For $n$ odd, $2$ is relatively prime to $n$, so the sequence of $a_i$ is some sequence in the set of numbers relatively prime to $n$, hence forms a set of residues modulo $n$ of size no greater than $\phi(n)$. This is the content of Euler's theorem. So the sequence $$ 2^{a_i} \pmod{n}, 2^{a_{i+1}} \pmod{n}, 2^{a_{i+2}} \pmod{n}, ... $$ is termwise equal to the sequence $$ 2^{[a_i \pmod{\phi(n)}]} \pmod{n}, 2^{[a_{i+1} \pmod{\phi(n)}]} \pmod{n}, 2^{[a_{i+2} \pmod{\phi(n)}]} \pmod{n}, ... \text{,} $$ where the square brackets pick a representative from the equivalence class given by the modulus (for instance, the least nonnegative representative of the residue class).

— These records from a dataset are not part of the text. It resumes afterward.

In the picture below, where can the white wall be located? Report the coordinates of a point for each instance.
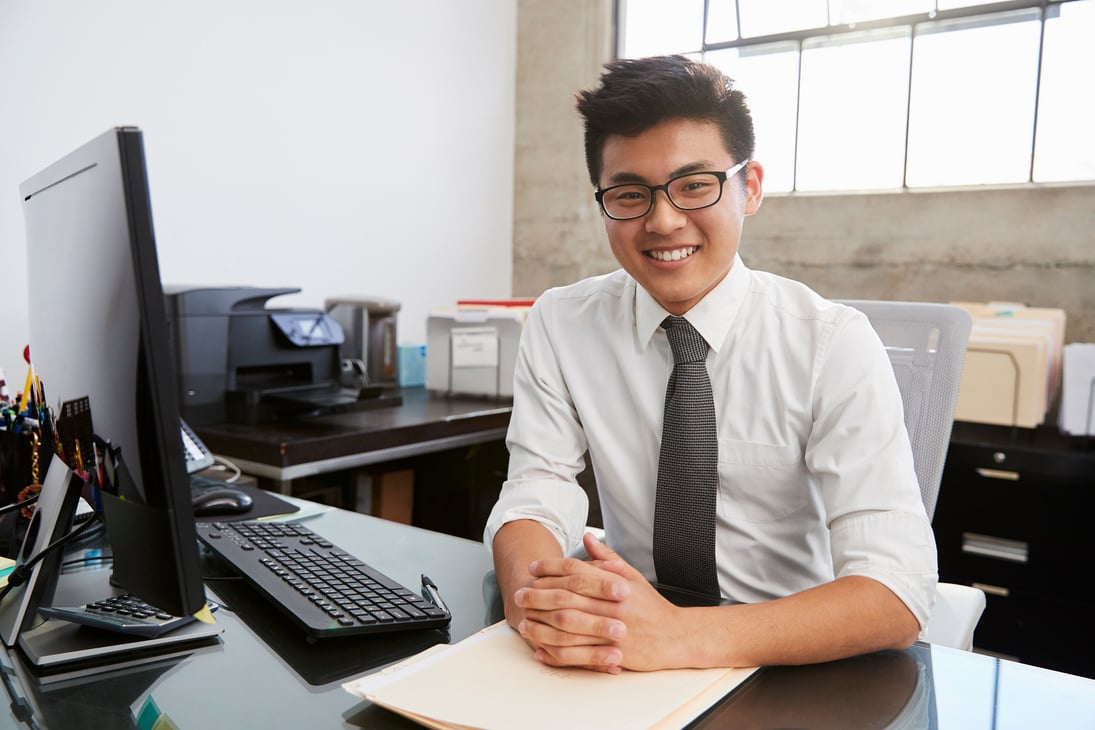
(344, 147)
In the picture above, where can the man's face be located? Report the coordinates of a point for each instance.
(678, 256)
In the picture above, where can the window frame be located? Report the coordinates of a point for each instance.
(976, 15)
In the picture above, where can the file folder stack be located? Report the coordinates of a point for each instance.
(1013, 363)
(1078, 390)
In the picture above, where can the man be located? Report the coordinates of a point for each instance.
(819, 543)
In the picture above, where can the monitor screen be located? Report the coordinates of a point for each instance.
(98, 327)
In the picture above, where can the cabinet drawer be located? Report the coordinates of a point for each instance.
(1028, 533)
(1039, 629)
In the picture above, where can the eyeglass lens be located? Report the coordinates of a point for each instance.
(687, 193)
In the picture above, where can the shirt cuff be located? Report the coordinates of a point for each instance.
(562, 507)
(895, 548)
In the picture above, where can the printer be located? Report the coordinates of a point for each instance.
(241, 361)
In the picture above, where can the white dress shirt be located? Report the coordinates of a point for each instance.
(815, 470)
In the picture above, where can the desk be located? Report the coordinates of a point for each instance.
(284, 451)
(265, 675)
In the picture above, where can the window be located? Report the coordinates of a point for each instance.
(860, 94)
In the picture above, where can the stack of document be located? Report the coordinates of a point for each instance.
(491, 680)
(1078, 390)
(1013, 363)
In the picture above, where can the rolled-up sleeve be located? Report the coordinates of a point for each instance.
(895, 548)
(546, 444)
(860, 452)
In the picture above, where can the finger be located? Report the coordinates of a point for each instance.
(603, 556)
(598, 659)
(557, 594)
(576, 591)
(565, 628)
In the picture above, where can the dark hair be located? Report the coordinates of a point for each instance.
(636, 94)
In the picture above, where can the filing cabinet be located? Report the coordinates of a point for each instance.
(1015, 518)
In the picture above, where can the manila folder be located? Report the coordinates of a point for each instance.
(491, 680)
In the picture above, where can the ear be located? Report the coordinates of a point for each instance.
(755, 180)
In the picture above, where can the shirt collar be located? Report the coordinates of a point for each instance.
(712, 316)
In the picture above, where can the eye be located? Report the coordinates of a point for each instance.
(626, 195)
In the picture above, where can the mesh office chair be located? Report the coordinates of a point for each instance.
(926, 346)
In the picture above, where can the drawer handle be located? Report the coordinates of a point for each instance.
(1001, 548)
(999, 474)
(994, 590)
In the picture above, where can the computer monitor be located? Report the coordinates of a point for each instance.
(99, 329)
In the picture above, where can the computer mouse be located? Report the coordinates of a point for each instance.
(220, 500)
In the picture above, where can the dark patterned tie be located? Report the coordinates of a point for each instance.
(688, 468)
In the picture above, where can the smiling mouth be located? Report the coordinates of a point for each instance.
(673, 255)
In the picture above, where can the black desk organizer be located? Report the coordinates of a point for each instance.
(1016, 518)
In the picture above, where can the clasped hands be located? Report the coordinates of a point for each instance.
(601, 614)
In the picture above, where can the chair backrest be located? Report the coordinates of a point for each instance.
(926, 346)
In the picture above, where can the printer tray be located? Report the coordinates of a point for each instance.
(264, 406)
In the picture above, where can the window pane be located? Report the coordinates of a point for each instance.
(1065, 148)
(851, 128)
(951, 4)
(654, 27)
(765, 18)
(854, 11)
(722, 21)
(768, 76)
(972, 101)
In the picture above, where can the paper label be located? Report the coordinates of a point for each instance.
(474, 347)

Also, this sequence of exponents is "one behind" the sequence term being defined. That is, $$ a_k \cong 2^{a_{k-1}} \pmod{n} \text{.} $$ So the sequence made of the terms on the left-hand side of that equality is eventually constant if the sequence made of the exponents on the right-hand side are eventually all in the same residue class module $\phi(n)$.

Let's see an example. Let's set $n = 7$ and see that $\phi(7) = 6$. \begin{align*} a_1 &\cong 2 \pmod{7} \cong 2^{[1 \pmod{6}]} \pmod{7} \\ a_2 &\cong 4 \pmod{7} \cong 2^{[2 \pmod{6}]} \pmod{7} \\ a_3 &\cong 16 \pmod{7} \cong 2^{[4 \pmod{6}]} \pmod{7} \\ a_4 &\cong 65536 \pmod{7} \cong 2^{[16 \pmod{6}]} \cong 2^4 \pmod{7} \\ a_5 &\cong 2^{65536} \pmod{7} \cong 2^{[65536 \pmod{6}]} \cong 2^4 \pmod{7} &\vdots \end{align*} Notice that at each step, $a_k \cong 2^{[a_{k-1} \pmod{\phi(n)}]} \pmod{n}$. So if $\left( [a_{k-1} \pmod{\phi(n)}] \right)_k$ is eventually constant, then so is $(a_k \pmod{n})_k$. Strong induction at step $n$ gives us the eventual constancy of $\left( [a_{k-1} \pmod{\phi(n)}] \right)_k$, because $\phi(n) < n$, and the above leverages that to constancy of $(a_k \pmod{n})_k$.